Là je ne pige pas. Si tu utilises un gestionnaire tu peux attribuer un mot de passe unique à chaque tiers et ainsi ne pas compter sur ce tiers pour qu’il ne révèle pas le mot de passe que tu utilises sur plusieurs comptes. En quoi est-ce contradictoire à moins d’avoir un gestionnaire de mot de passe propriétaire et stocké en ligne type Dashlane ?


A partir du moment ou tu recommandes d’utiliser un intermédiaire (quel qu’il soit) pour t’aider à gérer tes mots de passes (que dans la plupart des cas tu ne connais du coup même plus), tu ne peux pas dire qu’il ne faut faire confiance qu’a soit même pour ses mots de passes.

Si tu considères qu’aucun tier n’est digne de confiance et qu’il ne faut se fier qu’a soit même pour ses mots de passe, bah il faut juste apprendre ses mots de passe par coeur.



SebGF Abonné
Il y a 5 ans

Ou utiliser un gestionnaire hors ligne.

Perso mon keepass sur mon Nextcloud privé remplie parfaitement son office.


espritordu
Il y a 5 ans

Je n’ai pas écrit qu’aucun tiers n’est digne de confiance et qu’il ne faut se fier qu’à soi-même.
J’ai écrit que tout le monde est faillible, y compris soi-même.
Qu’il ne faut donc pas se reposer seulement sur autrui…mais par extension pas plus qu’à seulement soi-même !

Demain je peux tout à fait accomplir l’exploit de formater le dd de mon pc sur lequel se trouve mon fichier Keepass, paumer la clé USB sur laquelle se trouve sa duplication automatique et cramer les dd en raid de mon nas sur lequel se trouve une copie manuelle mensuelle !
Je serais alors bien content que les applis que j’utilise me permettent de changer mon mot de passe.

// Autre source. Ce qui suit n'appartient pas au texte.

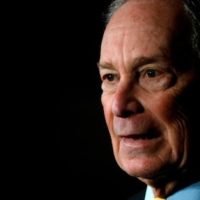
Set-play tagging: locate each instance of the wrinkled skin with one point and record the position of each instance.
(144, 90)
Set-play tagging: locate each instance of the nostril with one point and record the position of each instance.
(127, 109)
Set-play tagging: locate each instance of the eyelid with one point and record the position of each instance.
(105, 71)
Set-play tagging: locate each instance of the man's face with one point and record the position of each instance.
(141, 86)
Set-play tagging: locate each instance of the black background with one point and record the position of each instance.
(84, 166)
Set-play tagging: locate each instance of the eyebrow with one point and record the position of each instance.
(139, 61)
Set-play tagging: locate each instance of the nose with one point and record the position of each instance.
(125, 102)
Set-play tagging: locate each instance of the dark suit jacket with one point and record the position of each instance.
(139, 196)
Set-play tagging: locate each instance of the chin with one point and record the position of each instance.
(145, 169)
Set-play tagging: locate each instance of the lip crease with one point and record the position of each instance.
(140, 136)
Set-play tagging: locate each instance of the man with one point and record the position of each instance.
(149, 67)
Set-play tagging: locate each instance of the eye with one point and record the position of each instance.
(109, 77)
(151, 73)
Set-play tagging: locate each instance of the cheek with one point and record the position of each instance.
(173, 123)
(107, 106)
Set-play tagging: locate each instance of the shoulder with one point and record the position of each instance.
(138, 196)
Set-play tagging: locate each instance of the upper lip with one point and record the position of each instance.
(144, 135)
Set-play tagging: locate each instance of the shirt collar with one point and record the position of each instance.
(189, 192)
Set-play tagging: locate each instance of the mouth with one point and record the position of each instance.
(143, 136)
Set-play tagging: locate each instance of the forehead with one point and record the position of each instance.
(158, 12)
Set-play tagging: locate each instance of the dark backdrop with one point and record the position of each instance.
(85, 166)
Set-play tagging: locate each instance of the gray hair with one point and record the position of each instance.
(192, 9)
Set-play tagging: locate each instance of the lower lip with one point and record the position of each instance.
(140, 143)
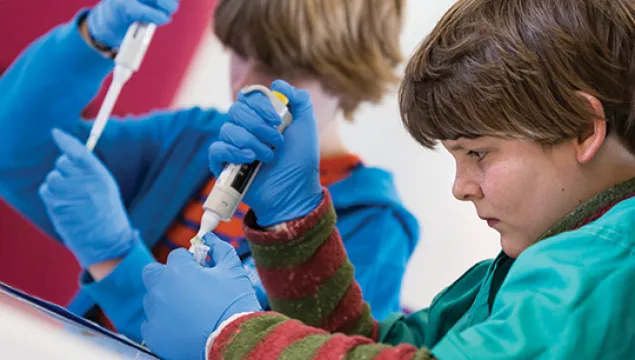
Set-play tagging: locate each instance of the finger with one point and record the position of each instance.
(262, 106)
(67, 167)
(56, 183)
(221, 252)
(243, 139)
(181, 257)
(73, 148)
(220, 154)
(244, 116)
(151, 274)
(45, 194)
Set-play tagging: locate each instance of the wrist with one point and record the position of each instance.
(292, 210)
(100, 47)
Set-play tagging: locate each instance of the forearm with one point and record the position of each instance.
(304, 266)
(48, 86)
(275, 336)
(120, 290)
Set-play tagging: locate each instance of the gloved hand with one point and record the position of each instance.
(84, 204)
(186, 302)
(109, 20)
(288, 184)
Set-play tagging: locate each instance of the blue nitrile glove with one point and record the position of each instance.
(84, 204)
(109, 20)
(288, 184)
(186, 302)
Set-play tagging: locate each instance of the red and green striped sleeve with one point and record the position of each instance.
(269, 336)
(319, 311)
(307, 275)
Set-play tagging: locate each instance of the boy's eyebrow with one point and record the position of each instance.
(455, 147)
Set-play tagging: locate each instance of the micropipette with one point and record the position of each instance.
(234, 181)
(129, 56)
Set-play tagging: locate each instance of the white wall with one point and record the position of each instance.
(453, 237)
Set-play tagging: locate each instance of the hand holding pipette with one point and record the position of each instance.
(288, 185)
(235, 179)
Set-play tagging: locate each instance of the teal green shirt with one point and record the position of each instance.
(571, 295)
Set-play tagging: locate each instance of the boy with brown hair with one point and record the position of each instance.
(535, 101)
(140, 195)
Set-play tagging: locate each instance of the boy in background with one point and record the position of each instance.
(535, 100)
(140, 195)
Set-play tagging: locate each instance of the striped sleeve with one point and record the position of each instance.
(273, 336)
(319, 311)
(307, 274)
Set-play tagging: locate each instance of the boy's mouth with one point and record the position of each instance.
(491, 222)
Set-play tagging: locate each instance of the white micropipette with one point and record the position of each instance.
(234, 181)
(129, 56)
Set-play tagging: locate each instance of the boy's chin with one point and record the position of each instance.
(512, 247)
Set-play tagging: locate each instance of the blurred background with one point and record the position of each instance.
(193, 70)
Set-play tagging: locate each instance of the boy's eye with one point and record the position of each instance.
(478, 155)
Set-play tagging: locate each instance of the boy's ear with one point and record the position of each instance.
(590, 141)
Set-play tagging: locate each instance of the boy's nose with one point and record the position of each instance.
(466, 189)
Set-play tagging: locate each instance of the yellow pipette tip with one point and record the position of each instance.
(281, 97)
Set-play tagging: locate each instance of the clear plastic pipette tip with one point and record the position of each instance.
(209, 222)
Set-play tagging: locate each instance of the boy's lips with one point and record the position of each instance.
(491, 222)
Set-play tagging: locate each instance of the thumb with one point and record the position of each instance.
(70, 146)
(221, 252)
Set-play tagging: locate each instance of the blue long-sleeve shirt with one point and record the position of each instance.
(159, 160)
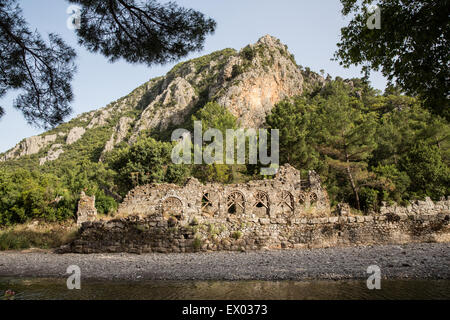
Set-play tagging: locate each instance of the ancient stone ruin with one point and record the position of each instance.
(86, 209)
(284, 212)
(286, 196)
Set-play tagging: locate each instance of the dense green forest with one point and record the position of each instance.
(367, 146)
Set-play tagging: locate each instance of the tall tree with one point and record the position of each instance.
(138, 31)
(411, 48)
(141, 31)
(345, 134)
(42, 69)
(294, 122)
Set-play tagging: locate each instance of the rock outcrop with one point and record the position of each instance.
(29, 147)
(74, 135)
(248, 83)
(52, 155)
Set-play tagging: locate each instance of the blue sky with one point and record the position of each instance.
(311, 30)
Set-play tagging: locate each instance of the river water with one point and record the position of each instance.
(51, 289)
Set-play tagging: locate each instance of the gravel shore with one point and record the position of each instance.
(412, 261)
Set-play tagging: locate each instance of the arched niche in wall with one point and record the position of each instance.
(235, 203)
(172, 207)
(287, 203)
(261, 207)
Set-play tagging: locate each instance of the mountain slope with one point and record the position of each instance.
(248, 83)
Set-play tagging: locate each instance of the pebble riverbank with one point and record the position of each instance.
(411, 261)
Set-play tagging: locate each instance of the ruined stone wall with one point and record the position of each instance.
(284, 196)
(155, 234)
(86, 209)
(285, 212)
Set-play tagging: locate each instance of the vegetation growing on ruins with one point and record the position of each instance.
(368, 147)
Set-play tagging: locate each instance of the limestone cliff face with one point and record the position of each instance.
(271, 75)
(248, 83)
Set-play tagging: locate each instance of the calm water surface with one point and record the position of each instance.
(51, 289)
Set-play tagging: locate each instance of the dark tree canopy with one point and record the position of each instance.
(42, 69)
(141, 31)
(137, 31)
(411, 48)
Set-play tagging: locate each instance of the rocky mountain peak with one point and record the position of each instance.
(248, 83)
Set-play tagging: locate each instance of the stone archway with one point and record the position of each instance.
(172, 207)
(287, 203)
(236, 203)
(262, 204)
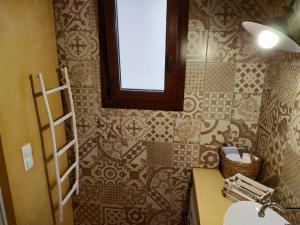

Ce n’est pas tellement une question de savoir s’il faut faire ou pas confiance à tel ou tel. À priori la plupart d’entre-nous à part une petite minorité de sociopathes font du mieux qu’ils peuvent pour être fiables et dignes de confiance, donc soyons à priori confiants… mais vigilants ! Car cette confiance à priori doit tenir compte du fait que le développement est parfois une chose si complexe pour nos petites capacités intellectuelles qu’il en devient une source de chaos.